5 Upon commencing duties on 29 July 2002, and contrary to the representations made by the First Respondent to the Applicant, the First Respondent had no immediate assignments for allocation to the Applicant. The Applicant was required to perform business development work with limited support from the First Respondent. After around five weeks, the Applicant was successful in winning a short term assignment with Energy Australia. However, the First Respondent charged the Applicant's work out to Energy Australia at a rate which did not permit the Applicant to meet billable targets.
6 In late November 2002, the First Respondent called the Applicant to an urgent meeting, at which time the First Respondent advised the Applicant that the First Respondent was experiencing financial difficulties and had no option other than to reduce the salaries or staff, and that accordingly, the First Respondent had determined that the staff should take a 30% reduction in salary for a three month period. The First Respondent advised the Applicant that he would be required to sign a pre prepared letter accepting the new terms prior to leaving the meeting, however the Applicant refused to do so. Subsequently, the First Respondent made repeated requests to the Applicant in the ensuing several weeks to sign the letter accepting the terms, which the Applicant ultimately did out of concern that his employment position would otherwise be in jeopardy.
7 Following the meeting in late November 2002, the First Respondent did reduce the Applicant's salary by 30% for a three month period, which resulted in a loss of salary and superannuation entitlements of $8,308.00 gross.
8 In the period leading up to July 2003, the Applicant worked diligently for the First Respondent, being fully billable for the First Respondent and also being successful in obtaining new business for the First Respondent.
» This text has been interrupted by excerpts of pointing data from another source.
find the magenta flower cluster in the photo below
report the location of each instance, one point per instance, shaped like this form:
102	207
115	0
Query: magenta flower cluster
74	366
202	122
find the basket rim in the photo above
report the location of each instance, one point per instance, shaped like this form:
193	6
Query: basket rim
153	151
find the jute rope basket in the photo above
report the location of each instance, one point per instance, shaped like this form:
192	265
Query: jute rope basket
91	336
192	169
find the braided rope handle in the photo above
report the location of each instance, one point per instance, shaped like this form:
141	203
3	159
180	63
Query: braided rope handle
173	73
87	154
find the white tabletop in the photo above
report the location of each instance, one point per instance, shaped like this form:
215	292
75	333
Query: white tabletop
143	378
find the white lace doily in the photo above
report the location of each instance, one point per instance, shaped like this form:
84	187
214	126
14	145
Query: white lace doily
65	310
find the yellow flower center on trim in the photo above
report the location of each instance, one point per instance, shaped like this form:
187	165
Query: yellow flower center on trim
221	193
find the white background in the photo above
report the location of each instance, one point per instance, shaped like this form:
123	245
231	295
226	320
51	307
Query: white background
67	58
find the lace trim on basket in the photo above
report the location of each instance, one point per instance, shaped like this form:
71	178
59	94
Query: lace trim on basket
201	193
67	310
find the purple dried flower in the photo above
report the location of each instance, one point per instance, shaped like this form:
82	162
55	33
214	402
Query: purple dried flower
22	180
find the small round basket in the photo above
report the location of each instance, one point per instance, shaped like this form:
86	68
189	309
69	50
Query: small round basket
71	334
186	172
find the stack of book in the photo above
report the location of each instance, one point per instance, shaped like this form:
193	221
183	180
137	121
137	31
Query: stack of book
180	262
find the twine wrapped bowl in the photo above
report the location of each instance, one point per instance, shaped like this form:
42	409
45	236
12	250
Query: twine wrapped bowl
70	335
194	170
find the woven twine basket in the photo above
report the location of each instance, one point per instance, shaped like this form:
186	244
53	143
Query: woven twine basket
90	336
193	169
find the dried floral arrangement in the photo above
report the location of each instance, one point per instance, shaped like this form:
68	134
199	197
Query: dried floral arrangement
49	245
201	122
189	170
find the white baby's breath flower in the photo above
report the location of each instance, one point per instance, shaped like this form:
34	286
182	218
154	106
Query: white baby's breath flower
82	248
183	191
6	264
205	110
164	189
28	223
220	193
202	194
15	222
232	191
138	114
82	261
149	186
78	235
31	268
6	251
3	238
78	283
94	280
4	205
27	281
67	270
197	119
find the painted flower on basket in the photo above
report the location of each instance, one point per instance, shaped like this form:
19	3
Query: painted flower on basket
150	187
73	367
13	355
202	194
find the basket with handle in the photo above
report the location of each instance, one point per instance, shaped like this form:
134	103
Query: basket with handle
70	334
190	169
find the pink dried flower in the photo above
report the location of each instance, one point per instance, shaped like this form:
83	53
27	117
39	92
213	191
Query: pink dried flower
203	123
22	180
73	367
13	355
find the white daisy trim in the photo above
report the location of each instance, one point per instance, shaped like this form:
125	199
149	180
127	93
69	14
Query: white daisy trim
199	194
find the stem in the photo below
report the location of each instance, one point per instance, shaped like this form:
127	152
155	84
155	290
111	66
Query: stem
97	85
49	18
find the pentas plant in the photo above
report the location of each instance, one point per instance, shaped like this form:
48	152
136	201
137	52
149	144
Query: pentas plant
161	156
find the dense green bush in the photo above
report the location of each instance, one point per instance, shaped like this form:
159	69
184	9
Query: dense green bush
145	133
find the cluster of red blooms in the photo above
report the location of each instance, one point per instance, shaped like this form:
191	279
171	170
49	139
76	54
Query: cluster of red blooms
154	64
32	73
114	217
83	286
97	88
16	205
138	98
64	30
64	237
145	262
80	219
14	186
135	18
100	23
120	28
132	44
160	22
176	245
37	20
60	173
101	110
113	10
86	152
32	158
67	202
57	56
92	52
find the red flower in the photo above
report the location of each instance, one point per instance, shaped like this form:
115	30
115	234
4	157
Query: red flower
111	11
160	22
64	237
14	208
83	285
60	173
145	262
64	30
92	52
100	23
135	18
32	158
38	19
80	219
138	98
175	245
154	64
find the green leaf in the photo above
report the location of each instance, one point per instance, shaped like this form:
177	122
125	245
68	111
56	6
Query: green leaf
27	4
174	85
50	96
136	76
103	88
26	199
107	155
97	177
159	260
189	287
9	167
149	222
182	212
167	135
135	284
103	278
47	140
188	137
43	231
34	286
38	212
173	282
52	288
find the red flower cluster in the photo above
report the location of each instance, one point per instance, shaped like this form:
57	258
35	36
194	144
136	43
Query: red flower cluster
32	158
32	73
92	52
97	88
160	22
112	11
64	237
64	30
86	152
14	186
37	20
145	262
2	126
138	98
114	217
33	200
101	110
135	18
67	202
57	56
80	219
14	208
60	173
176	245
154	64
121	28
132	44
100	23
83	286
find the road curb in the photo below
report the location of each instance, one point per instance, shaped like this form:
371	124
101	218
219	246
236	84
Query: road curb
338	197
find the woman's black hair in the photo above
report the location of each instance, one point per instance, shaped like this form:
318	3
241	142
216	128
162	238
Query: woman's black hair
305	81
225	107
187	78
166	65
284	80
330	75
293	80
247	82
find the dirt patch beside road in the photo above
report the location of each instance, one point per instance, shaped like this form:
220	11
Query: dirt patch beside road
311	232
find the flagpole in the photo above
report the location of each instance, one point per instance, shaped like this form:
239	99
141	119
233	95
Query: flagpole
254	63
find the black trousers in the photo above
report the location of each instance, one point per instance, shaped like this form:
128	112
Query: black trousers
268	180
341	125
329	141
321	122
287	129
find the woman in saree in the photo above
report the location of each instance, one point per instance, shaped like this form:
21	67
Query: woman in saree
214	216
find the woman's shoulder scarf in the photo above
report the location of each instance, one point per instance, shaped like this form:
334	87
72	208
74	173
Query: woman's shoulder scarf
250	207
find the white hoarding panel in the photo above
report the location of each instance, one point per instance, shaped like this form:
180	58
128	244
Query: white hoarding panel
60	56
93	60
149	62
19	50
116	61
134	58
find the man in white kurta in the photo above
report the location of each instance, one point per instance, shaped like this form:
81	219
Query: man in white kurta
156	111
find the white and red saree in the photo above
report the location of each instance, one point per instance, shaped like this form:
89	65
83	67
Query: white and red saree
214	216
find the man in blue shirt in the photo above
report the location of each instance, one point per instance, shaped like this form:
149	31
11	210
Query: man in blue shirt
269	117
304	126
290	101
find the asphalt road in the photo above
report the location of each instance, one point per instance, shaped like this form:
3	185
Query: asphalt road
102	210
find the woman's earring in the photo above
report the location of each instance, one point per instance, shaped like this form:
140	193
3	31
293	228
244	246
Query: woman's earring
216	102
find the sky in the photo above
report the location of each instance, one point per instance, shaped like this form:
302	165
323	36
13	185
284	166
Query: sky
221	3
9 In early July 2003, Mr Gareth Eade on behalf of the First Respondent advised the Applicant that a new pay structure would be implemented with effect from 1 August 2003. Mr Eade advised the Applicant that the new pay structure was a more incentive based pay structure where more billable hours would result in greater remuneration. Mr Eade further advised the Applicant that he ought not to be concerned as the Applicant was fully billable and that he would therefore benefit from the new pay structure. Mr Eade further advised the Applicant that the incentive pay package was configured in such a manner as to remunerate the Applicant in the vicinity of $150,000.00 per annum in the event that the billable hours target was achieved. Mr Eade further advised the Applicant that if the Applicant brought in new business for the First Respondent, that he would be rewarded by the payment of a discretionary bonus to be determined at a later stage. Mr Eade further advised the Applicant that a new contract of employment would be forthcoming and not to be worried about it. Mr Eade also advised the Applicant that the new pay structure had already been implemented for some other staff.
10 On or about 10 July 2003, the First Respondent wrote a letter to the Applicant acknowledging the Applicant's contribution to the First Respondent and advising him that he was being allocated 20,000 units in its "Employee Participation Scheme". The Applicant was not otherwise provided with any further information at any stage by the First Respondent concerning the allocation of the 20,000 units.
11 In or about September 2003, the First Respondent paid for the Applicant and his wife to attend an all expenses paid meal at the Level 41 restaurant, Chifley Square.
12 From early November 2002 and up until the middle of April 2003, the Applicant worked on a Melbourne based assignment. During this period, the Applicant had less than five non billable days. Following the completion of this assignment, the Applicant took two weeks of annual leave at the request of the First Respondent. Upon completing his period of annual leave, the Applicant then worked up until 25 May 2004 on business development.
13 On Tuesday 25 May 2004, Mr Peter Goldstein of the First Respondent approached the Applicant and advised him that due to the fact that there was no upcoming assignments for the Applicant, that the Applicant's services were no longer required by the First Respondent effective forthwith. The First Respondent advised the Applicant that it had determined to pay the Applicant four weeks pay in lieu of notice. Mr Goldstein's advice to the Applicant concerning the termination of his services was the first and only notice or indication received by the Applicant at any stage concerning the termination or possible termination of his employment.
14 At no stage during the term of the Applicant's employment did the First Respondent determine a bonus payment or pay the Applicant a bonus payment, notwithstanding the fact that the Applicant was fully billable for the period in which he worked.
15 Following termination of employment, the First Respondent did not seek to redeem the 20,000 units allocated to the Applicant in July 2003, or otherwise pay the Applicant any consideration for same.
16 Notwithstanding the representations made by the First Respondent to the Applicant concerning the implementation of a new pay structure to take effect 1 August 2003, the First Respondent failed to implement the promised new pay structure to the Applicant.
5 The summons for relief identified the matters of law as follows:
1 The contract between the Applicant and the First Respondent was an unfair contract as defined by sections 105 and 106 of the Industrial Relations Act 1996.
Particulars
(a) The contract was unfair, harsh, unconscionable or against the public interest in that it failed to require the First Respondent to give the Applicant reasonable notice to terminate the contract of employment in the event of the Applicant's position of employment being made redundant.